The prevalence of heart disease in the United States has declined, down to six percent of the population in 2010 compared to 6.7 percent in 2006, say health authorities.
The drop is likely due to better eating and lifestyle habits, said the report by the Centers for Disease Control and Prevention, which compiled its data from a random telephone survey across all 50 states.
However, a breakdown of the data showed that heart disease remains more pronounced in some parts of the population than others.
For instance, the prevalence of self-reported coronary heart diesase (CHD) was 7.8 percent among men but just 4.6 percent among women.
The highest number of cases were reported by American Indians and Alaska natives, at 11.6 percent versus those who identified themselves as Asians, native Hawaiians or Pacific Islanders at 3.9 percent.
Education also was a differentiating factor, with a heart disease prevalence of 9.2 percent among those with less than a high school education and those with more than a college education at 4.6 percent.

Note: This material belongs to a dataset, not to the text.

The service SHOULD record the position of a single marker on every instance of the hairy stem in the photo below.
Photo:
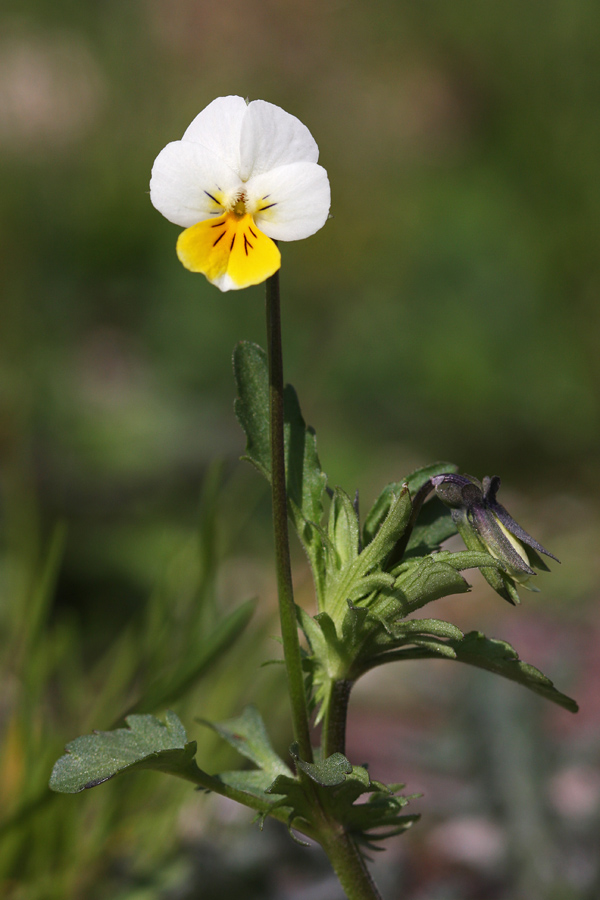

The worst ranking state for heart disease was Kentucky (8.2 percent) and the best was Hawaii (3.8 percent).
"The data from this report can help health planners develop more targeted prevention programs for states and populations with greater CHD prevalence," the CDC said.
Coronary heart disease, a condition in which vessels that supply the heart with blood and oxygen are narrowed due to high cholesterol and plaque buildup, is the leading killer of men and women in the United States.